Background information
- Birth name: Bert Olav Holmquist
- Born: 15 November 1936 Skellefteå, Sweden
- Died: 26 March 2020 (aged 83)
- Genres: Jazz
- Occupation: Musician
- Instrument: Trombone

= Olle Holmquist =

Swedish musician (1936–2020)

Bert Olav Holmquist (15 November 1936 – 26 March 2020) was a Swedish trombonist who was active in the European music scene since the 1960s. Holmquist was born in Skellefteå. A self-taught musician, he began his career in a Swedish armed forces band (I20). He began playing tuba, then switched to valve trombone, and then to slide trombone. As a freelance musician, he worked for the Swedish Radio big band in 1963 but continued to freelance throughout the 1960s. During this period, he often worked with Björn Ulvaeus and Benny Andersson, who were later members of ABBA. He also worked regularly with American musician Quincy Jones.

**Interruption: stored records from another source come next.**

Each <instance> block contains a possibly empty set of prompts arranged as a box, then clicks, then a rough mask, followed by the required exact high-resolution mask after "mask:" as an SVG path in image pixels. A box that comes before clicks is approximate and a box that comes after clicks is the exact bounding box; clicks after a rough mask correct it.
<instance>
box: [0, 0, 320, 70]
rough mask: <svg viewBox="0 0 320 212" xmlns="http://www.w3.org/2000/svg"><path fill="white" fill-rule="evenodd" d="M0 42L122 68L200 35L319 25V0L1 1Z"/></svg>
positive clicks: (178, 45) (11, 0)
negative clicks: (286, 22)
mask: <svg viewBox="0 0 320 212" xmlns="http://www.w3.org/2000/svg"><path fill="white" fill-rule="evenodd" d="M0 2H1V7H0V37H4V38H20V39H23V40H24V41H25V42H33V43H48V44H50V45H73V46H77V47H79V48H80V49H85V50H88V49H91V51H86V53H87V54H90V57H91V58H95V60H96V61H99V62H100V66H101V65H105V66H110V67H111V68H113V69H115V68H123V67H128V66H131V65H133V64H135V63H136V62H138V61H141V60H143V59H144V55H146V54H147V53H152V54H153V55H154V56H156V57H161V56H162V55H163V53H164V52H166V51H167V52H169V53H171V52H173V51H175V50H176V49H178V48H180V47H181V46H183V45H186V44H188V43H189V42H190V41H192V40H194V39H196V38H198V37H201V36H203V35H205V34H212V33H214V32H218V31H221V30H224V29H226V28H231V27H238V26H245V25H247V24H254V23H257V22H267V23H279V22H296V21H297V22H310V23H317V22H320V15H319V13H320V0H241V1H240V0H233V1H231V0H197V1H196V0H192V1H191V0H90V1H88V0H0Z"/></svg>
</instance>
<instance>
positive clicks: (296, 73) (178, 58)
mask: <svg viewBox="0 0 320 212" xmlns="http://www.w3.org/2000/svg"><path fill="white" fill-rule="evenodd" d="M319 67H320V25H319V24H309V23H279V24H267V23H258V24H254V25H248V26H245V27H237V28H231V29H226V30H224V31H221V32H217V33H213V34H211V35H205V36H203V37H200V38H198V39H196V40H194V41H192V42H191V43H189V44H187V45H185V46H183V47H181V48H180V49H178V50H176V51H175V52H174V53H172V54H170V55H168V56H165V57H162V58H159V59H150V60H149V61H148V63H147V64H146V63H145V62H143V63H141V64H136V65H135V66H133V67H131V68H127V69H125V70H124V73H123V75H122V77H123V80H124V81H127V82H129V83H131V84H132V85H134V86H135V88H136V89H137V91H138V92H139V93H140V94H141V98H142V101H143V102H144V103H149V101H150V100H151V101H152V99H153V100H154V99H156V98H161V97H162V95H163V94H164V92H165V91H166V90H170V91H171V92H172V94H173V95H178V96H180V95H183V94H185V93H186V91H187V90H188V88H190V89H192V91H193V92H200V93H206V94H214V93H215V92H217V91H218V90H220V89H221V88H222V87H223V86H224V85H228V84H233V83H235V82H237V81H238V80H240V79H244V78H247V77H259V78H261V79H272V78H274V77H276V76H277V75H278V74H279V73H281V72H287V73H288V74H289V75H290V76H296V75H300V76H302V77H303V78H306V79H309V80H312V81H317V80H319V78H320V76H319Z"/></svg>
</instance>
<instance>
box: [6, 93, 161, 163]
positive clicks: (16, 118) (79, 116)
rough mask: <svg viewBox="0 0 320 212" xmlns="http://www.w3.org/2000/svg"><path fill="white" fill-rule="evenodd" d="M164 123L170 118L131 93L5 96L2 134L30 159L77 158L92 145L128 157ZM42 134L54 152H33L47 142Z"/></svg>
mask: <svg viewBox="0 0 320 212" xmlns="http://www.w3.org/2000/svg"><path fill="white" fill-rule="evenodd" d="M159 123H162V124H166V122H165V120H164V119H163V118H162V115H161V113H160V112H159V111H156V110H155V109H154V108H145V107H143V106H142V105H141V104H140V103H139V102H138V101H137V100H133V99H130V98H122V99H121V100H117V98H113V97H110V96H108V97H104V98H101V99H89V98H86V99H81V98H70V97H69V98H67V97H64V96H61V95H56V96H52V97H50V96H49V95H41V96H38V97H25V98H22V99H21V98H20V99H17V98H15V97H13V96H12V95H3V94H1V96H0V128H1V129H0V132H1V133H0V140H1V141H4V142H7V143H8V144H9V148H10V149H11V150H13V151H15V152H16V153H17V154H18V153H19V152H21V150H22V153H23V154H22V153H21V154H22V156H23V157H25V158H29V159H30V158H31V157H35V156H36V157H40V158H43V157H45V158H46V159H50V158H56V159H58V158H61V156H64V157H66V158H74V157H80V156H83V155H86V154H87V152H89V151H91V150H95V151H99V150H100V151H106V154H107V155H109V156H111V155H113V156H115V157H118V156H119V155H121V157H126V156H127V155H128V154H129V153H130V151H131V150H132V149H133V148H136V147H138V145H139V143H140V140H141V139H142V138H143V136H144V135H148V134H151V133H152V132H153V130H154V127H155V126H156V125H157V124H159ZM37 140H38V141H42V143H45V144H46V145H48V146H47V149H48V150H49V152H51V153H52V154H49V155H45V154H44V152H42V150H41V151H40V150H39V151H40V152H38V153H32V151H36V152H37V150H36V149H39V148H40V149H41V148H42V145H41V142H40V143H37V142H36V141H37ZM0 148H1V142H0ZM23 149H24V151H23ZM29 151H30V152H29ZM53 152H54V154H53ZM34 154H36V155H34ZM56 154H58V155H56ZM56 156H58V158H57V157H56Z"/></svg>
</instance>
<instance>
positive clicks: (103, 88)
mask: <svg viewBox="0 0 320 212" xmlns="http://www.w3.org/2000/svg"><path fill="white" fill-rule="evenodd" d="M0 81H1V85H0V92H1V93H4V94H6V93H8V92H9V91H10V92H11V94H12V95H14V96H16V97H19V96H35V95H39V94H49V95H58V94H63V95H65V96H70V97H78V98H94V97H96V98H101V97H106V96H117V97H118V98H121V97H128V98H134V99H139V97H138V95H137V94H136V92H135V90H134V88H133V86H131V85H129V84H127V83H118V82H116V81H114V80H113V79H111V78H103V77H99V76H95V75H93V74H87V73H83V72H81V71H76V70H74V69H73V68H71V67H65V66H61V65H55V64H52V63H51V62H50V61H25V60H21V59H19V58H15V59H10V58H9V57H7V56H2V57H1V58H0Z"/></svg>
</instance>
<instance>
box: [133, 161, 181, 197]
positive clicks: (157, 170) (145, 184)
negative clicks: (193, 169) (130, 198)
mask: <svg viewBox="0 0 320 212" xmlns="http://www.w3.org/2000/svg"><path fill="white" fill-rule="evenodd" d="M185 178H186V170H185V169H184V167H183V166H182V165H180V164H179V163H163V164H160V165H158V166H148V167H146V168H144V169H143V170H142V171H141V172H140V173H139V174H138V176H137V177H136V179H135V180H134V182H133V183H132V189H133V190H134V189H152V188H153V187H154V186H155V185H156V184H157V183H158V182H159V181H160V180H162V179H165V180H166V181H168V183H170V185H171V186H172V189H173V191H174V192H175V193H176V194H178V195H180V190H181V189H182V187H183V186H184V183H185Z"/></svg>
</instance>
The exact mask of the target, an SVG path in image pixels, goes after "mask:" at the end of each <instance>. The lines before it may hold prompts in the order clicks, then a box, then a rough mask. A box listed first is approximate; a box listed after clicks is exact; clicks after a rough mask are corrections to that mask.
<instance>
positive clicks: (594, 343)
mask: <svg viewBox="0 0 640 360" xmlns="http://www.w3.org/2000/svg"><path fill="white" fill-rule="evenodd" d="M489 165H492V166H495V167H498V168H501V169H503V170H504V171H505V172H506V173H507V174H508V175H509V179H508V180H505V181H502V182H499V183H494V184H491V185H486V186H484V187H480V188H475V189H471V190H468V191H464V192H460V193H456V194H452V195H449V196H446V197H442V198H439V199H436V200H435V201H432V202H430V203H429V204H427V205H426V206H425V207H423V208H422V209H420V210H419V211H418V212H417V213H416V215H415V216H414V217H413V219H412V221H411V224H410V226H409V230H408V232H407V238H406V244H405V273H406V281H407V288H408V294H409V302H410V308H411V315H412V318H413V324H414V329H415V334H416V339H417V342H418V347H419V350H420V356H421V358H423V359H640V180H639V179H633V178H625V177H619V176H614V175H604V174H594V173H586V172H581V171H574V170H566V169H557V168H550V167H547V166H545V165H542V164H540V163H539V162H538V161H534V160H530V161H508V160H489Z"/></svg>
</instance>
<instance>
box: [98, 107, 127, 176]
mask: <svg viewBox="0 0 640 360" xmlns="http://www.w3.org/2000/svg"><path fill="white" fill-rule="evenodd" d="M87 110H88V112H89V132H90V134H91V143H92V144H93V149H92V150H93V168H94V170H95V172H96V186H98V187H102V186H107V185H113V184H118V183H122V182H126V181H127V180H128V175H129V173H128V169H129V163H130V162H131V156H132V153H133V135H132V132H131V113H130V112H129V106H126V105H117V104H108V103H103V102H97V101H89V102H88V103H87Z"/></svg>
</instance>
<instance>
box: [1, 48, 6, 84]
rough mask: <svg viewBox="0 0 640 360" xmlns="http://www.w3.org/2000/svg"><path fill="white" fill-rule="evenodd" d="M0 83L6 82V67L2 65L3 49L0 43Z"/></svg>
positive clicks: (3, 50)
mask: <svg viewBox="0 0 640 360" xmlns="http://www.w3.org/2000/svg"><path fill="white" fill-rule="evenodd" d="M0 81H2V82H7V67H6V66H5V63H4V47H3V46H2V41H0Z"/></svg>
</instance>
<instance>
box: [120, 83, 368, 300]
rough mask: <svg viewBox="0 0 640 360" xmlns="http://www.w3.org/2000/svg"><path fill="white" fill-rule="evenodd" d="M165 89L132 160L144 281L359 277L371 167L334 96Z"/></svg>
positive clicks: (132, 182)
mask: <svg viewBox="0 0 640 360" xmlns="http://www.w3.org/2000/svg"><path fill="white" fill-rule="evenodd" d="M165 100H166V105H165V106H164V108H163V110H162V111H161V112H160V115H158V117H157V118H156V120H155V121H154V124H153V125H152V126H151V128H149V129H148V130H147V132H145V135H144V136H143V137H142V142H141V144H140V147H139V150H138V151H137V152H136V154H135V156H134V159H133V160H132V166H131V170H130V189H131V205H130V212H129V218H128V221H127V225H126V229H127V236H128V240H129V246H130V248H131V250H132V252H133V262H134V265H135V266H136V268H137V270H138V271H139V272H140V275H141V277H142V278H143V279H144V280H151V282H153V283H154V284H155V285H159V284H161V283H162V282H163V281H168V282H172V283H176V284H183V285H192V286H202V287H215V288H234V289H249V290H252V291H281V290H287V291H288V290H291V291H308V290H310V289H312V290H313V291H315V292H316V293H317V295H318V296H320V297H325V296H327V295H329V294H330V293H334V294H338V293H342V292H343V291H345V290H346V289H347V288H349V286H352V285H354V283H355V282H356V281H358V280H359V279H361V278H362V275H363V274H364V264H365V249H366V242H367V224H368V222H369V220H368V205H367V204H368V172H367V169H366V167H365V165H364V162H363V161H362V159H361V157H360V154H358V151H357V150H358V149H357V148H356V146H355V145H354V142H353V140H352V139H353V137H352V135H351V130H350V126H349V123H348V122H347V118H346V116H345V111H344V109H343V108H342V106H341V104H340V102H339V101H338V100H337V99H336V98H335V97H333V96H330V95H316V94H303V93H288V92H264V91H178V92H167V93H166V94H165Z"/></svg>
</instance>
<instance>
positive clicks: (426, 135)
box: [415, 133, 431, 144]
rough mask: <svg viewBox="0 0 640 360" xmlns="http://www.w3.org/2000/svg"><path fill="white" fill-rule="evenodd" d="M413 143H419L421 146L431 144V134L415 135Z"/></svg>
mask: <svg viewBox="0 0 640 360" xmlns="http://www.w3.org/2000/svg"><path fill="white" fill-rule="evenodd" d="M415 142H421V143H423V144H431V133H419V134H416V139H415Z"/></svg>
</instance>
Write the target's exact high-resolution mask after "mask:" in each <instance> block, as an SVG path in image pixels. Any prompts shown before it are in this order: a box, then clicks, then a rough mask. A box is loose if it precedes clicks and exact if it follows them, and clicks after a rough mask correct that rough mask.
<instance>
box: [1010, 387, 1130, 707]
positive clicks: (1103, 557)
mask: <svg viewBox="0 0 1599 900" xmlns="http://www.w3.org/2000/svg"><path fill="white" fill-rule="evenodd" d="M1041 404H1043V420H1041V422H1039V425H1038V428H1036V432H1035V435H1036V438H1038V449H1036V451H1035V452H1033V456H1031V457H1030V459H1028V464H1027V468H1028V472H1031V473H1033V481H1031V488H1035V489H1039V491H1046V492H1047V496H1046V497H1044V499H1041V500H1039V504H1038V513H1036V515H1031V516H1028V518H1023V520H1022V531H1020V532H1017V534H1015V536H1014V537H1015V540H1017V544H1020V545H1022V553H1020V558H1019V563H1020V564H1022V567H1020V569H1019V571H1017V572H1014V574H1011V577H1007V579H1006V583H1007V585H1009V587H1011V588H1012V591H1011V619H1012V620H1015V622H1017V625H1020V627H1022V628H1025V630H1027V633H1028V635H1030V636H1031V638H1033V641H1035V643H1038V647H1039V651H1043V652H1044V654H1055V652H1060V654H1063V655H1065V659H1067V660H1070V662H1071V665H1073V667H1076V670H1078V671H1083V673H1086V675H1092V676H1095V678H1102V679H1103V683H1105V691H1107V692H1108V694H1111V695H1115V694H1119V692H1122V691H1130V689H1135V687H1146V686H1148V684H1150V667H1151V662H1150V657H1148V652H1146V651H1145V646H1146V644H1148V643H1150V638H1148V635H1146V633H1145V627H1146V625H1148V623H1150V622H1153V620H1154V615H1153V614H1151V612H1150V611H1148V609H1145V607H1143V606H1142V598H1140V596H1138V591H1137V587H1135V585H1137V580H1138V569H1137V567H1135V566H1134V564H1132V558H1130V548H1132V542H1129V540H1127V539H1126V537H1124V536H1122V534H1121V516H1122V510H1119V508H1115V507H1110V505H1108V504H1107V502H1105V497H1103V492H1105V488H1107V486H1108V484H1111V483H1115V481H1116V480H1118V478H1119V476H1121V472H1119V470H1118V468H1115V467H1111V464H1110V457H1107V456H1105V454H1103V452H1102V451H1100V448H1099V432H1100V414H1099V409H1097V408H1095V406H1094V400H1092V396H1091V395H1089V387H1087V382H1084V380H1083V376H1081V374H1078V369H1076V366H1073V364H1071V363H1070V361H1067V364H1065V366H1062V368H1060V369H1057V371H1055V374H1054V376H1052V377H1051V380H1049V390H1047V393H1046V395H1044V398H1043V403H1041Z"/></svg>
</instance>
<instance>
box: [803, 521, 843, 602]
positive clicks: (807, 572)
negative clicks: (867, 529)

In 1971, Holmquist joined the Swiss Radio big band, and in 1976 he moved to Berlin as a member of the RIAS (Radio in the American Sector) big band. In 1978, he became a member of the James Last Orchestra, a position he held until 2013. He performed with Kai Warner, Freddy Quinn, Jerry Lewis, The Manhattan Transfer, and Lill Lindfors.

Holmquist died on 26 March 2020, after suffering from COVID-19 and Alzheimer's disease.